Posted on October 4, 2016 by Brynna Gabrielson

HY forgotten germsYou may have noticed a new addition to your wallets/purses this week. The Bank of England has just released  the new five pound note - aka The Fiver. This little beauty may look quite similar to the fiver's you know, but it feels much different. That's because it's made of a polymer. Try ripping or tearing these new notes and you'll struggle thanks to the tough material. But our favourite feature of these notes isn't the strength - it's that they're cleanable!  That's right, you can now safely wash, or in the very least, wipe clean your money! Well for now it's just the five pound note - but the 10 and 20 are coming in the next few years too. Why is this important - well money is dirty. Literally. Tests have found the average bank note carries 26,000 bacteria1. If that doesn't have you rushing to wash your hands every time you nip into your wallet we don't know what will!
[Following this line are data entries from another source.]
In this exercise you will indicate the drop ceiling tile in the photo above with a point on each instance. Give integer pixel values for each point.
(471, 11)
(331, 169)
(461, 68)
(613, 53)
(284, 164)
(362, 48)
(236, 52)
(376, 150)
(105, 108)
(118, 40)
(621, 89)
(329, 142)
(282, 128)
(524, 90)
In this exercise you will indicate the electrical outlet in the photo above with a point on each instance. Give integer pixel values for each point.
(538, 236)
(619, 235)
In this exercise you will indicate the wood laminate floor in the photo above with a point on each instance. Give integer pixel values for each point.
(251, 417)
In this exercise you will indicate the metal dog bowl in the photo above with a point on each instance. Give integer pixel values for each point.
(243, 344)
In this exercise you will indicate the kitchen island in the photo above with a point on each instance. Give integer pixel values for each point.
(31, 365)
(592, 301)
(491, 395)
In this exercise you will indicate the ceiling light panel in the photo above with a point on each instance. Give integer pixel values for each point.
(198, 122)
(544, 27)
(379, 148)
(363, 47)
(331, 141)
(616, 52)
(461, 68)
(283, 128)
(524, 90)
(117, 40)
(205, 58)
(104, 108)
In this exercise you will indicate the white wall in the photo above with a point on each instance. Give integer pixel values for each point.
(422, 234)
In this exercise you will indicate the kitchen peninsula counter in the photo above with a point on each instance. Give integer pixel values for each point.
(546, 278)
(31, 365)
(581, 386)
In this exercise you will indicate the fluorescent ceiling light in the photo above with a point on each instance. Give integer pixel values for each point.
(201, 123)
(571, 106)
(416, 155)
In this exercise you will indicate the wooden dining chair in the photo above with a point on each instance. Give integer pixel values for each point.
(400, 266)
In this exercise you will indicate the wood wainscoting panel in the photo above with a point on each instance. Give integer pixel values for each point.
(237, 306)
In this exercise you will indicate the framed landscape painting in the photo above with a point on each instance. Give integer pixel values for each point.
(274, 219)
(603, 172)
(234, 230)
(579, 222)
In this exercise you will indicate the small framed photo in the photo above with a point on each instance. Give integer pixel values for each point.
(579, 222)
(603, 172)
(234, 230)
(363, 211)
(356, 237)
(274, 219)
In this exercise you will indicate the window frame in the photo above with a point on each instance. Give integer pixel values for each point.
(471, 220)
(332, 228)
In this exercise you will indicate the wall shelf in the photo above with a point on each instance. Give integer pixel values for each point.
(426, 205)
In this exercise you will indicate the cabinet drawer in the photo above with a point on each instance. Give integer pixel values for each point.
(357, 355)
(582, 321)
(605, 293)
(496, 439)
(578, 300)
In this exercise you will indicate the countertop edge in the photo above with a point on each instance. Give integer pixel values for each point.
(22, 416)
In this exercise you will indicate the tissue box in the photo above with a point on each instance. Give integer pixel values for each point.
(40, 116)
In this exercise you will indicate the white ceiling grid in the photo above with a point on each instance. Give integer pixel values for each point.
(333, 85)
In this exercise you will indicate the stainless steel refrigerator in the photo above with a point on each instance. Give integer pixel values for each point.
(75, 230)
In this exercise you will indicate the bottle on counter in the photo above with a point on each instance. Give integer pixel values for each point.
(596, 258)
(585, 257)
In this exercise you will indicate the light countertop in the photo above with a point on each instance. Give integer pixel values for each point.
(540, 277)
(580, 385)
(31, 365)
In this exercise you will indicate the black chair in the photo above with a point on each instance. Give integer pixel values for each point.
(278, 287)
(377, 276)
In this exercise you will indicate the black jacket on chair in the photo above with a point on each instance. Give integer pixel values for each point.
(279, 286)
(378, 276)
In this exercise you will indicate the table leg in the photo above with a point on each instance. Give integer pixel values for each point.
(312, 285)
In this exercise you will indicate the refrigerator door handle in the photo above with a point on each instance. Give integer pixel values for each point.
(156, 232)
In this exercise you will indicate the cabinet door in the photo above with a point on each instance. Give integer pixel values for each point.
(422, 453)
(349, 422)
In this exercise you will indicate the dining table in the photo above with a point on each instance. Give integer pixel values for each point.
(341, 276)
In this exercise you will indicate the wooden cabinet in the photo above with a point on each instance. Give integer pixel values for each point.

But the thing is, money probably isn't something we inherently worry about when it comes to germs. Most of us simply grab the required notes or coins from our stash and hand them over as needed, not even thinking about the bacteria we're coming into contact with in the process. Of course not all that bacteria living on your money is harmful2, but it is good to be aware.  And not just of the contents of your piggy bank. After all, germs don't just live on our money. They contaminate a great deal of the objects we touch in a day. Some of these things we routinely clean - our kitchen counters, toilets etc. - but other things - like money - we barely even think about, even if we should.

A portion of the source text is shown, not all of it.